What are Some Tricks to Remember Fatou's Lemma?

I like to think of the following pictures. The first two are $\int f_1$ and $\int f_2$ respectively, but even the smaller of these is larger than the area in the third picture, which is $\int \inf f_n$. Of course, Fatou's lemma is more subtle since we're talking about the limit infimum rather than just the minimum, but for the purpose of intuition this helps to make sure the inequalities go the right way.

I like to remember this by example; specifically let $f_n = \chi_{[n,n+1]}$. Then $\lim \inf f_n = 0$, and $\lim \inf \int f_n = 1$.

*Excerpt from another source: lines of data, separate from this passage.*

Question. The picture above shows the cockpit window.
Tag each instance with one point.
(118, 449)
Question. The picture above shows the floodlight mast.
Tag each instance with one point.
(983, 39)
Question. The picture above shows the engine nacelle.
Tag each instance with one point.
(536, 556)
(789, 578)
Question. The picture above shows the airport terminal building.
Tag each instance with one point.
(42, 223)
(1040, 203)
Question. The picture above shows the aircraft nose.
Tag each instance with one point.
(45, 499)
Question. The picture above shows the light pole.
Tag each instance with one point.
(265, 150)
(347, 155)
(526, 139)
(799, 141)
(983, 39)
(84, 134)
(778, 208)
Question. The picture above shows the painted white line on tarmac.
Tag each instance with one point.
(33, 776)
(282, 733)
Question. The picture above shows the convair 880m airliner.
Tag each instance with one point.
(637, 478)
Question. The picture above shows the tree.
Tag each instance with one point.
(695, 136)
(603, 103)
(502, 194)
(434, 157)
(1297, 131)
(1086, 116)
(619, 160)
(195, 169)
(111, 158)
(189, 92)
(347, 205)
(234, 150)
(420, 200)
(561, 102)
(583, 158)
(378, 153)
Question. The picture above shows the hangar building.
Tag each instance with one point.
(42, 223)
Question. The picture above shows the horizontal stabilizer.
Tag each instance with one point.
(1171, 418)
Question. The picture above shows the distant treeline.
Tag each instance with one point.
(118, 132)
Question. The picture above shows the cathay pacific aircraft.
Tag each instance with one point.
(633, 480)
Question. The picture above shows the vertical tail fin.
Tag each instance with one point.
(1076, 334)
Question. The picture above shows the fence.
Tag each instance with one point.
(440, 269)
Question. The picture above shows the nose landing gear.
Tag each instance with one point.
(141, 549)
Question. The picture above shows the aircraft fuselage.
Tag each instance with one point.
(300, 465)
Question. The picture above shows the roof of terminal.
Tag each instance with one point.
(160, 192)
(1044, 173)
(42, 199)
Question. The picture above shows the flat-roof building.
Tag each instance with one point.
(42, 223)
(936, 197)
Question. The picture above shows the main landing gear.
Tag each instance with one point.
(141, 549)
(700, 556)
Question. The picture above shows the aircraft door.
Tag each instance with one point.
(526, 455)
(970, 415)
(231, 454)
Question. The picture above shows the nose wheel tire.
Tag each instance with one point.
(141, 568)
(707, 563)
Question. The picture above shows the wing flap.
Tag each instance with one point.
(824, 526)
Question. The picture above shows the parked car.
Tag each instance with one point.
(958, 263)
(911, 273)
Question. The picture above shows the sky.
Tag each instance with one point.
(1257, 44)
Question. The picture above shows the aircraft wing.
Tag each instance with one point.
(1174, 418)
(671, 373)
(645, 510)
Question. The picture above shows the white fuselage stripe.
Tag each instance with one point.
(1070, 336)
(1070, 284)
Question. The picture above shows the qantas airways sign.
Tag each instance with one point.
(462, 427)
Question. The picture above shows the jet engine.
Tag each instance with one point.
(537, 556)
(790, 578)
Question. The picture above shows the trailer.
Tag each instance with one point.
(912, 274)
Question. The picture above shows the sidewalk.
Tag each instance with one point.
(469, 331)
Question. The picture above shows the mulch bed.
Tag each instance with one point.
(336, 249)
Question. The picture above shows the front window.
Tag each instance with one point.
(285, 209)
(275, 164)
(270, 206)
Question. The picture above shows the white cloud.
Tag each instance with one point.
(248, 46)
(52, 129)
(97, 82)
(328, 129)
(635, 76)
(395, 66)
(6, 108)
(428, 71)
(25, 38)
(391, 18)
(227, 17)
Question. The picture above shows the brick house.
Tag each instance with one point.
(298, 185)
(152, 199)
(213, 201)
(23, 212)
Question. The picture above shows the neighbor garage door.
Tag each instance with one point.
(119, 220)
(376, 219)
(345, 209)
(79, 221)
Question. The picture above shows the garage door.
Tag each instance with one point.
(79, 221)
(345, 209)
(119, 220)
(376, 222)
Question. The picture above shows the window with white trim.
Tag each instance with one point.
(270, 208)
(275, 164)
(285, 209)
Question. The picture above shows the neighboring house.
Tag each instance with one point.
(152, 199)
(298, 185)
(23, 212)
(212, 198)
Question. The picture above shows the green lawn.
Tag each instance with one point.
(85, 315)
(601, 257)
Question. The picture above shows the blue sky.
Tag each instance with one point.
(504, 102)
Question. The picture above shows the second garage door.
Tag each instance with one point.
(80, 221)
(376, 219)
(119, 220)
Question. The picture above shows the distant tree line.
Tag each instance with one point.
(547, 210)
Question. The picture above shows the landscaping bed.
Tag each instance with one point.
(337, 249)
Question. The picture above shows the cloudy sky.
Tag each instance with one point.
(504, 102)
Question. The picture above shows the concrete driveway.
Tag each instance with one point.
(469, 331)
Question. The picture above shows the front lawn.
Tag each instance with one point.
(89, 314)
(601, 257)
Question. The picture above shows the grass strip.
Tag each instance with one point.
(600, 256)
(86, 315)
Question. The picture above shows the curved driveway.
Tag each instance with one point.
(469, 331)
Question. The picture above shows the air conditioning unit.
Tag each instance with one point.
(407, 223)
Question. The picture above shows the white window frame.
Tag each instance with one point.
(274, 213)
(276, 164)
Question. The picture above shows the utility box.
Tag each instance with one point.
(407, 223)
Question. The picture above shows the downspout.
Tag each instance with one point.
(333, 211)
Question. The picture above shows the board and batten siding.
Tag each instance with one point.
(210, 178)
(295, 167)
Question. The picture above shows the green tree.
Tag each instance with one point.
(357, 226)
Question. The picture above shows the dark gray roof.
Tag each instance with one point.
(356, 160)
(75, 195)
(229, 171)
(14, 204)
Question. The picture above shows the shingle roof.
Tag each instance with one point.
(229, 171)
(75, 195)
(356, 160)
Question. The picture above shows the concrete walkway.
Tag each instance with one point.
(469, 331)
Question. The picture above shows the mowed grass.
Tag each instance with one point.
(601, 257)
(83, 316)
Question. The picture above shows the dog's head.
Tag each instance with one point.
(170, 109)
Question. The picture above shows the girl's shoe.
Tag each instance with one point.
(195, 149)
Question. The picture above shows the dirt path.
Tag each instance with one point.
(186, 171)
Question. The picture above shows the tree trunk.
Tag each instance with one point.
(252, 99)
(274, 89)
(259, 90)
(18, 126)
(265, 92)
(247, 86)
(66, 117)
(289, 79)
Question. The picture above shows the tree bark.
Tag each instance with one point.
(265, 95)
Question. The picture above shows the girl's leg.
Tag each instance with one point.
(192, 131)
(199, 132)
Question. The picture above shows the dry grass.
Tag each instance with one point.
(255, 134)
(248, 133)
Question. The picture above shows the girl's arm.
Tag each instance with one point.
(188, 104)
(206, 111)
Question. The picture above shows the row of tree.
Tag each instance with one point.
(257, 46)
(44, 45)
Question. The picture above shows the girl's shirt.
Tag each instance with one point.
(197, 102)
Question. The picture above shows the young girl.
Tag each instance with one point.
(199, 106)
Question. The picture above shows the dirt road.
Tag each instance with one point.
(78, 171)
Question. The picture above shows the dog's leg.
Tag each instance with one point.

When you pass to the limit, you can lose mass (by pushing it off to infinity, as in Thomas Belulovich's example), but the inequality in Fatou's lemma says you cannot gain mass.

Here's the worst possible way to keep straight which direction the inequality goes: In a typical programming language strings are sorts alphabetically, so that for example "cat" < "dog", since "c" < "d". Observe that $$\text{IL < LI.}$$"Integral(limit) < Limit(integral)".

This is in my opinion extremely awful, because it has nothing to do with the math, just relies on a quirk of English spelling. However I have a great deal of respect for the person who pointed this out to me some years ago. He's a very smart guy and he says with a straight face that this is how he's always remembered it - so I thought I'd mention it for the benefit of anyone out there who happens to be like him.

I remember the chain of inequalities $$\int \liminf_{n\rightarrow \infty} f_n \mathrm{d}\mu \leq \liminf_{n\rightarrow \infty}\int f_n \mathrm{d} \mu \leq \limsup_{n\rightarrow \infty}\int f_n \mathrm{d} \mu \leq \int\limsup_{n\rightarrow \infty} f_n \mathrm{d} \mu $$ the middle of which is easy to remember and the rest can be easily deduced.